#20: From Decoding To Comprehending (Dae Selcer & Rabbi Jason Klein)

Rabbi Klein talks with Dae Selcer, a local teacher and lifelong congregant of Temple Israel. Dae is a graduate student at Mount St. Joseph University in Cincinnati, Ohio, where she is studying to obtain a dyslexia specialist certificate. Dae teaches us about the science of reading, the facts and misconceptions about dyslexia, and how our Hebrew education can be improved thanks to these insights. Please subscribe to TEMPLE TALKS and review the show. Comments and questions can be directed to TMoss@TempleIsrael.com. Talk with us! An excerpt from this week’s Temple Talks follows below.
An edited excerpt from this week’s Temple Talks follows below. 

Rabbi Klein

In thinking of my own Jewish education, I first learned to read Hebrew, and only much later got to a point where I could speak with any similar fluency to what I read. It took years in the making and maybe that's because it should have been flipped over—speaking before reading.

Dae Selcer

Exactly. And in fact, one of the real science-based practices is moving from speech to print, and that's actually the title of a very excellent book by Dr. Louisa Moats for anyone out there who's interested to dig in more. There's some technical stuff in there, but it's a little bit more accessible than reading an article in a scholarly journal. I highly recommend it. 

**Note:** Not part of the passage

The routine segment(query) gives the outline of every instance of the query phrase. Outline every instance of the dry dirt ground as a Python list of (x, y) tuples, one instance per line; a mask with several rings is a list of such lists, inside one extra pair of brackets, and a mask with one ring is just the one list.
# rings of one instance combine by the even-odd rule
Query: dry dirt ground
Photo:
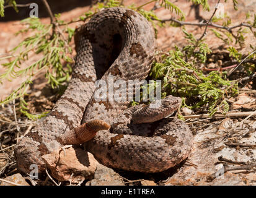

But yes, moving from speech to print is the way that we develop very strong readers.

And as you say, language is so important, and we should be thinking about reading as a manifestation of language. There’s a famous idea out there in the research called the simple view of reading which was proposed by Gough and Tunmer in the eighties. It says that good reading comprehension is the product of one’s ability to decode multiplied by your ability to comprehend language.

You need both those pieces, right? You need to be able to associate speech sounds to words, but you also need to understand the language that you're speaking.

You could probably teach me to read in Finnish pretty quickly because Finnish is a very regular language. However, I wouldn't have good reading comprehension because I wouldn't understand the words that I was reading. You need both. You need associating sounds with words and letters, but you also need deep comprehension of spoken language, which is something that's often neglected.

So bringing it back to the Jewish lens: what did the rabbis teach us about prayer? It’s not enough to just be saying the words, you must look at the words. But it's not enough to just look at the words, you must have that kavannah, that intention inside of you. And when I think about the science of reading, I think of that kavannah as really comprehending what we're reading.

We need to be skilled decoders, but we also need to be thinking about what it is that we're doing at the same time.